Locals pictured in the main street of Rutherglen last weekend while a truck barges up the narrow street.

It’s now a waiting game for residents as VicRoads collates traffic data collected over the past week to determine the best road network for Rutherglen’s Heavy Vehicle Alternative Route.

Earlier this year residents aired concerns about potential routes at a public meeting with VicRoads.
However, at the end of the day, residents are happy to get the trucks out of the main street of Rutherglen.
Chair of Destination Rutherglen Greg Duncan said residents were eagerly awaiting the return of the traffic planning study conducted by VicRoads.
“We need to wait and see what they show but wherever it goes it is going to cause difficulties for some people on the preferred route, there’s no doubt about that,” he said.
“Whatever they do, they need to make sure they minimise the difficulties for whatever route is chosen and that’s really important.”
There has been a lot of talk about Up River Road being a potential route, which has angered some residents in regards to safety concerns with those living along the road with young children being picked up and dropped off by the school bus.
Mr Duncan said if that was the chosen route then something had to be done to make the road network along there safer for the children accessing the school bus.
“There are ways around that, they can very easily put stopping points off the road and I don’t think that’s a strong argument as you see the buses picking up kids on the Murray Valley Highway which is much busier. That’s not to say they shouldn’t make every effort to help those people,” he said.
“Everyone talks about Up River Road but it’s probably premature at this stage, we don’t know where it’s going to go.
“It’s just a waiting game now but I am very pleased to see VicRoads doing their homework because it has been a long time since any studies were done.”
Mr Duncan said it was accepted that the town would not get rid of every truck in the main street.
“There are a number of roads that come into Rutherglen, the Chiltern Road, the Springhurst Road and there’s local trucks, it’s the through traffic that we are trying to get rid of,” he said.
Yarrawonga livestock and rural transporter Kevin Keenan said at the end of the day truck drivers do not really care how far out of town the alternative route is, just as long as it is a safe, wide road that is easy to navigate corners on.
“If they do it correctly there’s a big opportunity for them to put a proper road in from Corowa, through Rutherglen and to Springhurst that goes back onto the Hume Highway,” he said.

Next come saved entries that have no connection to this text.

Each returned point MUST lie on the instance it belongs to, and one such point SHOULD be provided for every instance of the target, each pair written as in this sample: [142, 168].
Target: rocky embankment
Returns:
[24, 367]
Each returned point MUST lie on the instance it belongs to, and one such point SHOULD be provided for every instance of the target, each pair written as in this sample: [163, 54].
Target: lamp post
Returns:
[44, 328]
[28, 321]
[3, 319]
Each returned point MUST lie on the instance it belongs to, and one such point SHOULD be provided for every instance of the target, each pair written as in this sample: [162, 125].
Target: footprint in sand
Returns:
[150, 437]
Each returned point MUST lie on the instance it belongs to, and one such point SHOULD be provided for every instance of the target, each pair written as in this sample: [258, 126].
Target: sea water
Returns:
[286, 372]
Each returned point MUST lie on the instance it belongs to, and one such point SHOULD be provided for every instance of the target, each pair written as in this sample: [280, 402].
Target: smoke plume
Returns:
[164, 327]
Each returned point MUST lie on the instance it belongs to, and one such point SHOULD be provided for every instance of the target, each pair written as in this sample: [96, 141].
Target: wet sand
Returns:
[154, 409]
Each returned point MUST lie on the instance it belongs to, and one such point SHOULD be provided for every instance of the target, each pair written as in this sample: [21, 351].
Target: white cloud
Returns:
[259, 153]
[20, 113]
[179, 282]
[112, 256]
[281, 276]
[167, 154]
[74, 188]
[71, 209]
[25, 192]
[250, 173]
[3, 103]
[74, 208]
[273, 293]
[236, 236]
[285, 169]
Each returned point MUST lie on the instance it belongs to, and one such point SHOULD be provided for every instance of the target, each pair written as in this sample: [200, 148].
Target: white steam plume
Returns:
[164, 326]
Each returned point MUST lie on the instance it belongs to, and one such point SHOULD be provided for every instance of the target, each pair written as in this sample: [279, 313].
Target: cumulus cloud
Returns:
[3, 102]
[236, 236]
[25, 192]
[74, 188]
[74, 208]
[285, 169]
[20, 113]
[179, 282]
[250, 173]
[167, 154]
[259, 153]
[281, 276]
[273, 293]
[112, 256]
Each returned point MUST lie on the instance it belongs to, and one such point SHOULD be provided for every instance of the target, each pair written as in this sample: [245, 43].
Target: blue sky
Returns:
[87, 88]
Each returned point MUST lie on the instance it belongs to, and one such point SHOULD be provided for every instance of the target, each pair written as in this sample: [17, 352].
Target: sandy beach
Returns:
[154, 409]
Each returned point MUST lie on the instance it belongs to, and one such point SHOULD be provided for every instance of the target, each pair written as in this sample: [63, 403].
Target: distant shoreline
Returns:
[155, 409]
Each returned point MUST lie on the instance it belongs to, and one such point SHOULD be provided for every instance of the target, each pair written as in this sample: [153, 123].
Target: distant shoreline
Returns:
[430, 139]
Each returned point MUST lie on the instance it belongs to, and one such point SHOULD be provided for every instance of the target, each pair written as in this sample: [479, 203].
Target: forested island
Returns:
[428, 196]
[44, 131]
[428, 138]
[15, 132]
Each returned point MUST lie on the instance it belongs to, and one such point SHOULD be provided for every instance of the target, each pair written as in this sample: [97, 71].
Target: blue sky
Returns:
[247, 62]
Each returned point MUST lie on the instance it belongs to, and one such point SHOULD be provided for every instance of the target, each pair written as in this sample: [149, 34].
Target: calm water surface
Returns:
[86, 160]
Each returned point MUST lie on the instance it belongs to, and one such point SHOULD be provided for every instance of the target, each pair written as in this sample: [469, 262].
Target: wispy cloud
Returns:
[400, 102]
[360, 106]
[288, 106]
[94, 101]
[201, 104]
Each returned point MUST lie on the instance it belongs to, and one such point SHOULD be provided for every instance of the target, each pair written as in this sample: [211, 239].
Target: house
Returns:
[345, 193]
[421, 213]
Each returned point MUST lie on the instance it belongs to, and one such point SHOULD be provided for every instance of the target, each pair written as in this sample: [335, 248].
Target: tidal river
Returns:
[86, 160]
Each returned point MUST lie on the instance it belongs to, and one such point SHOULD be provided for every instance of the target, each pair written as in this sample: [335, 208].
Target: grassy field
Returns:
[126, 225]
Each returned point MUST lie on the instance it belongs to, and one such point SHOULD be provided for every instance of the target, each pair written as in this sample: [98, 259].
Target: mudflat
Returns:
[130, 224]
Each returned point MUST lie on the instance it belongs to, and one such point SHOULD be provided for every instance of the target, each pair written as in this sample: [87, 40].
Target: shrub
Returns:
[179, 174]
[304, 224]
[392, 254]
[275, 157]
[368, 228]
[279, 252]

Someone that couldn’t be happier that there is movement on the Heavy Vehicle Alternative Route is former Indigo Shire Councillor and Re-Route Rutherglen campaigner Roberta Horne.
“Many people do not understand that the Logic Distribution Centre is the 10th largest dry port in the world – its function is to avoid congestion at Melbourne and Brisbane sea Ports,” she said.

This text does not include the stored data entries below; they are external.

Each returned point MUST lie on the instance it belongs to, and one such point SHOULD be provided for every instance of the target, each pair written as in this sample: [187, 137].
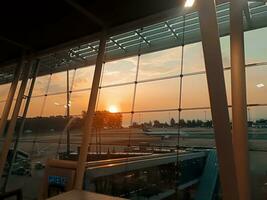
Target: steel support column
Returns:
[13, 120]
[239, 100]
[218, 100]
[10, 96]
[89, 116]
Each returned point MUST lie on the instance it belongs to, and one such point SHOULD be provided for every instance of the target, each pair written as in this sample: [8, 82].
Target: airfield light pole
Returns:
[68, 113]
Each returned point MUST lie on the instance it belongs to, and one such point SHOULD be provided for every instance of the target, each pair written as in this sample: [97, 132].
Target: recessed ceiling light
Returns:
[260, 85]
[189, 3]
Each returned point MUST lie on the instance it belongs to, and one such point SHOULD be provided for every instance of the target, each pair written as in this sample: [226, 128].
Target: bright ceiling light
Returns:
[189, 3]
[260, 85]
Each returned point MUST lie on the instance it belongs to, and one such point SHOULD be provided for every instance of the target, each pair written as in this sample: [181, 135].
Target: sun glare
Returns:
[113, 109]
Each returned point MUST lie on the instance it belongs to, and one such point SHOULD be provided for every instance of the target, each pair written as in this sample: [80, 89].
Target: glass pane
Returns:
[195, 91]
[160, 64]
[120, 71]
[157, 95]
[256, 84]
[148, 119]
[58, 83]
[255, 45]
[79, 102]
[225, 48]
[116, 99]
[193, 58]
[257, 113]
[40, 86]
[197, 129]
[35, 107]
[227, 80]
[83, 78]
[55, 105]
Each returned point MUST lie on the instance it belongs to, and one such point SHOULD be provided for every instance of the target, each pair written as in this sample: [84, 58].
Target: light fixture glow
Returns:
[113, 109]
[189, 3]
[260, 85]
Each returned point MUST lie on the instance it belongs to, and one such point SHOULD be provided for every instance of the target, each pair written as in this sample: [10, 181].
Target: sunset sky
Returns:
[155, 95]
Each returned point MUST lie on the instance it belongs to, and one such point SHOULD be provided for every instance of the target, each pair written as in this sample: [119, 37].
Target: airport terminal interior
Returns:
[141, 100]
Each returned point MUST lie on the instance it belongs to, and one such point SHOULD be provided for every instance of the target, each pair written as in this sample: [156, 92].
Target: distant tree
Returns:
[105, 119]
[156, 124]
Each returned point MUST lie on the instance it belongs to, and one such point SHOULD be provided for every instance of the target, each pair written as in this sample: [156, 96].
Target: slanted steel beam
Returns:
[171, 29]
[239, 100]
[218, 99]
[22, 124]
[10, 96]
[86, 13]
[143, 38]
[247, 13]
[13, 120]
[89, 116]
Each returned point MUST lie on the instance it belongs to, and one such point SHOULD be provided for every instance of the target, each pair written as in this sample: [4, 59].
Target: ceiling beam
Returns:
[23, 46]
[86, 13]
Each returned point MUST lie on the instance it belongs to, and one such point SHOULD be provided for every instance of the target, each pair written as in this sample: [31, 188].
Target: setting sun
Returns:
[113, 109]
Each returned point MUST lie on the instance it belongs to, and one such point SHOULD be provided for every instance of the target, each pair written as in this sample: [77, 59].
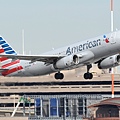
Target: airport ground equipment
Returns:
[25, 100]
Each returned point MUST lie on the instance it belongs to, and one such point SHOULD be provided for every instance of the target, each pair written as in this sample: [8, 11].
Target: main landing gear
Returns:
[88, 75]
[59, 76]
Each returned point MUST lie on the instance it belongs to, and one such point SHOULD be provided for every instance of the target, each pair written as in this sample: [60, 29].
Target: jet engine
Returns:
[109, 62]
[66, 62]
[72, 60]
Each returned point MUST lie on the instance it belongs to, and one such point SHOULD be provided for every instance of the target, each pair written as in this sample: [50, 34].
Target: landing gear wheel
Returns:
[88, 75]
[59, 76]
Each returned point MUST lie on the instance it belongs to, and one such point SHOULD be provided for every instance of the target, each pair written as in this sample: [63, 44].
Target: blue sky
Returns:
[54, 23]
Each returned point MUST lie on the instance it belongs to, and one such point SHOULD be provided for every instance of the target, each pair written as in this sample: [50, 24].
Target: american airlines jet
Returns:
[102, 50]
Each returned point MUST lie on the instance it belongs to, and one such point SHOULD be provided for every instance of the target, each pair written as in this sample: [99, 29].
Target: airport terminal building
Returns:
[47, 98]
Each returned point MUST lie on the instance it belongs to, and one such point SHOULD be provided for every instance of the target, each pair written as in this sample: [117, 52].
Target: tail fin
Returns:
[5, 48]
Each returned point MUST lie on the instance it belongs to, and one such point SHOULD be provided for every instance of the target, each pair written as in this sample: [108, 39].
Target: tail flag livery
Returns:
[8, 66]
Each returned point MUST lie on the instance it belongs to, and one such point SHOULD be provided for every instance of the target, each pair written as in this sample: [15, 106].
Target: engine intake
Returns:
[109, 62]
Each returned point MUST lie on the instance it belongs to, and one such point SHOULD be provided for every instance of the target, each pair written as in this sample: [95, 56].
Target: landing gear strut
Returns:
[59, 75]
[88, 75]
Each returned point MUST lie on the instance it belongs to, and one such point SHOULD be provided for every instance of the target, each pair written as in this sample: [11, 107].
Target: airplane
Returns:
[102, 50]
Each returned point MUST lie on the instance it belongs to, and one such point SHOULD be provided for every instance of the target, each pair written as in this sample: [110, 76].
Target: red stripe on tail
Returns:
[2, 50]
[7, 72]
[3, 59]
[11, 63]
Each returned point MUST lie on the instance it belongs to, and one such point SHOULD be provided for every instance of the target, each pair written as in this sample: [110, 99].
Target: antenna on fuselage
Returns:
[112, 70]
[23, 42]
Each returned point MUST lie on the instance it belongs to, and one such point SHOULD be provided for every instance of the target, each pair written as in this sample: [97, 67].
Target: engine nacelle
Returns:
[72, 60]
[66, 62]
[109, 62]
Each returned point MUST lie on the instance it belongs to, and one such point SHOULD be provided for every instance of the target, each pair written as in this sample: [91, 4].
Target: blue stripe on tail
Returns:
[7, 48]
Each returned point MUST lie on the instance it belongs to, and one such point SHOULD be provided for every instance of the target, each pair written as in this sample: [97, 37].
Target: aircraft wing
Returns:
[2, 70]
[33, 58]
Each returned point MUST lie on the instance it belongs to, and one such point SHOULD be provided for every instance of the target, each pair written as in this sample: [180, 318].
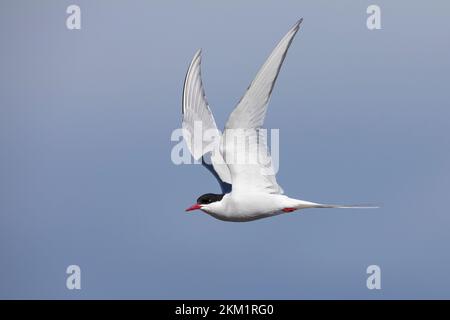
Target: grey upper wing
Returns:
[197, 114]
[251, 109]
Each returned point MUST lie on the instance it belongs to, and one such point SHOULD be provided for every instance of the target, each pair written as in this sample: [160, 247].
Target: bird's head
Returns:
[206, 202]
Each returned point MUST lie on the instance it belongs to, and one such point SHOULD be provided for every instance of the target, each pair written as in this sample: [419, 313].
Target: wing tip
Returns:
[297, 25]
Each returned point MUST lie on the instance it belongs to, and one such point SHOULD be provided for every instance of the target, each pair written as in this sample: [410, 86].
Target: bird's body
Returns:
[249, 206]
[239, 156]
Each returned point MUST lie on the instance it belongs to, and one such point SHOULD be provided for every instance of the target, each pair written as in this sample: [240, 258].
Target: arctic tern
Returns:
[249, 190]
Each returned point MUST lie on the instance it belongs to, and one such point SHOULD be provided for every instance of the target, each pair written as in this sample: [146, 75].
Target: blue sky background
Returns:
[85, 170]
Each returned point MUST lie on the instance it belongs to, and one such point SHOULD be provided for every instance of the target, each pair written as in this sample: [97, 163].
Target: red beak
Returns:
[194, 207]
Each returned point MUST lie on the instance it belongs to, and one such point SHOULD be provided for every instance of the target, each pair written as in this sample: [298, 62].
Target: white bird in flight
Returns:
[249, 190]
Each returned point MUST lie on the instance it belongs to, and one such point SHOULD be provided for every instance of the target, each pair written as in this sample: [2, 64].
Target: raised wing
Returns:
[244, 146]
[251, 109]
[198, 122]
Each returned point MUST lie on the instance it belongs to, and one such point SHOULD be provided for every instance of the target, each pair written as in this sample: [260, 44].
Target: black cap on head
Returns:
[209, 198]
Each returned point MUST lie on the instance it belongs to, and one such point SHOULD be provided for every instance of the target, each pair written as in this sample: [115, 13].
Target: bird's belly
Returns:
[249, 207]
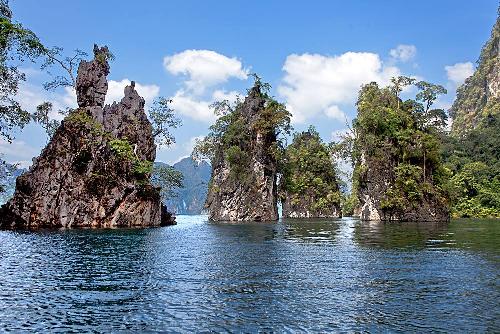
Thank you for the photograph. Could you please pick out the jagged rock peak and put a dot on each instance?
(91, 83)
(244, 172)
(95, 171)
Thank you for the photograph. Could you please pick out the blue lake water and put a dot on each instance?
(340, 275)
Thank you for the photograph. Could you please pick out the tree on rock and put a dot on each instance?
(309, 187)
(398, 172)
(245, 146)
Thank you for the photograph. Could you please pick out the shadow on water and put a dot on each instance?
(289, 276)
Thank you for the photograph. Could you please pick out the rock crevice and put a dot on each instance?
(95, 170)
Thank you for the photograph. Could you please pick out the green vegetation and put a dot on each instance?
(402, 141)
(474, 161)
(163, 120)
(233, 134)
(474, 102)
(167, 178)
(310, 171)
(17, 44)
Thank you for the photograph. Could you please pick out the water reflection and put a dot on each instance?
(294, 275)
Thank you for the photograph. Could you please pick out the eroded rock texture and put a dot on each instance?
(95, 170)
(250, 194)
(377, 178)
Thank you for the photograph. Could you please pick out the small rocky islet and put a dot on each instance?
(95, 171)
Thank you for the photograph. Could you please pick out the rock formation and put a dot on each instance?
(479, 96)
(399, 175)
(376, 182)
(309, 187)
(243, 183)
(95, 170)
(190, 199)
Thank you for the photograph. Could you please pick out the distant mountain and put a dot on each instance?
(479, 96)
(8, 175)
(191, 198)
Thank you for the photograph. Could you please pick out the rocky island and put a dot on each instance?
(399, 175)
(309, 187)
(95, 171)
(244, 148)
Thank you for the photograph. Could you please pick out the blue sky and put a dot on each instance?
(315, 54)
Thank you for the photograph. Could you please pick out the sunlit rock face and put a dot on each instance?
(479, 96)
(228, 198)
(95, 170)
(376, 178)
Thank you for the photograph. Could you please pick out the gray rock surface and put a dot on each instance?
(91, 174)
(256, 198)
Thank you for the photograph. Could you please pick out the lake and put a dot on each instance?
(294, 275)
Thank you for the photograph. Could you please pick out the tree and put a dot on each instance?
(163, 120)
(17, 44)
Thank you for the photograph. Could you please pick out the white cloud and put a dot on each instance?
(459, 72)
(315, 84)
(30, 96)
(198, 108)
(403, 52)
(116, 91)
(204, 68)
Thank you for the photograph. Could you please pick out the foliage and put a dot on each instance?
(401, 139)
(474, 162)
(232, 135)
(168, 179)
(17, 44)
(163, 120)
(310, 171)
(474, 102)
(41, 116)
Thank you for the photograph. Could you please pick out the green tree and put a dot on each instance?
(230, 136)
(17, 44)
(310, 173)
(163, 120)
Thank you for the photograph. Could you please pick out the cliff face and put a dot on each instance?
(479, 96)
(377, 182)
(399, 175)
(95, 170)
(243, 183)
(309, 187)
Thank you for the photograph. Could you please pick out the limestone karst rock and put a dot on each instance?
(376, 179)
(479, 96)
(95, 170)
(309, 187)
(398, 173)
(249, 194)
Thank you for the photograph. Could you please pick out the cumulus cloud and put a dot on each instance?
(116, 91)
(204, 68)
(459, 72)
(204, 72)
(316, 84)
(198, 108)
(403, 52)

“As it is on Indigo Shire’s doorstep there are huge implications for the small towns of Barnawartha, Chiltern, Rutherglen and Wahgunyah due to the increasing size and frequency of trucks servicing the facility.
“The roll out of long term strategic plans will certainly create many employment opportunities but also impact on local road networks.

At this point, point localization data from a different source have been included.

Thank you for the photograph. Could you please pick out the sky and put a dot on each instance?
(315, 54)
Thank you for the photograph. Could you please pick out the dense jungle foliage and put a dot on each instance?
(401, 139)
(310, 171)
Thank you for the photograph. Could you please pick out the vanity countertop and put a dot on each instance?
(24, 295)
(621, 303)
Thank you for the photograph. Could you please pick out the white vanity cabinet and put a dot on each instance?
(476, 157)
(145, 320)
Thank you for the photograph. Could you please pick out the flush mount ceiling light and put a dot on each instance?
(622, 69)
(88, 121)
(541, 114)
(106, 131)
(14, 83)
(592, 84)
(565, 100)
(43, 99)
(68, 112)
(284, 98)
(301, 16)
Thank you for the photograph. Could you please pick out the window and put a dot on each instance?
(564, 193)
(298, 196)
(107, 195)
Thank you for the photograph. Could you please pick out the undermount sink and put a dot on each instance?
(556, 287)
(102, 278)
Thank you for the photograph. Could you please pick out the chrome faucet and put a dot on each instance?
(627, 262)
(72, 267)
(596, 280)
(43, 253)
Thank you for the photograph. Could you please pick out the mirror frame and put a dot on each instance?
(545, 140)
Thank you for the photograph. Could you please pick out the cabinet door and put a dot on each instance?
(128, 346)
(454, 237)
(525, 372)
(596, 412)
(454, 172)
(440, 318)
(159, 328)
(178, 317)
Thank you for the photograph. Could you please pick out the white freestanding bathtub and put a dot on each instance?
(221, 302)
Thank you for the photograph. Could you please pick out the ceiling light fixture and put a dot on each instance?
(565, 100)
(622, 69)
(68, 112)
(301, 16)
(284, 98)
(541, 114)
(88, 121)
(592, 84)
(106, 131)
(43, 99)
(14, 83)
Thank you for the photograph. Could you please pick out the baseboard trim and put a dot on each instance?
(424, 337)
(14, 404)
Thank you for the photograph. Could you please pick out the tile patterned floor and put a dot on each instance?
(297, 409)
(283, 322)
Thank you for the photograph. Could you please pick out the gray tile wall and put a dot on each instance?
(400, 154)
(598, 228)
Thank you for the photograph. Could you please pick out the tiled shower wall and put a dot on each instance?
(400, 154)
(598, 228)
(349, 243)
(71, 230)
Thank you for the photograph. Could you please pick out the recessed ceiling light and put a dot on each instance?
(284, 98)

“This is why we are so pleased that action is finally being taken by VicRoads to improve safety and amenity in our region.”
The data sets from the placement of cameras and traffic counters for the Origin to Destination study will identify a suitable route for a heavy vehicle deviation away from Main Street, Rutherglen.
Ms Horne has praised the community led Re-Route-Rutherglen campaign which not only attracted $4 million in state and federal funding but also gave residents the opportunity to record their opinions via Australia’s first “Pictition”.
“We’ve waited a long time for a solution to this problem and it’s wonderful that VicRoads engagement processes recognise the importance of listening to local residents and stakeholders,” she said.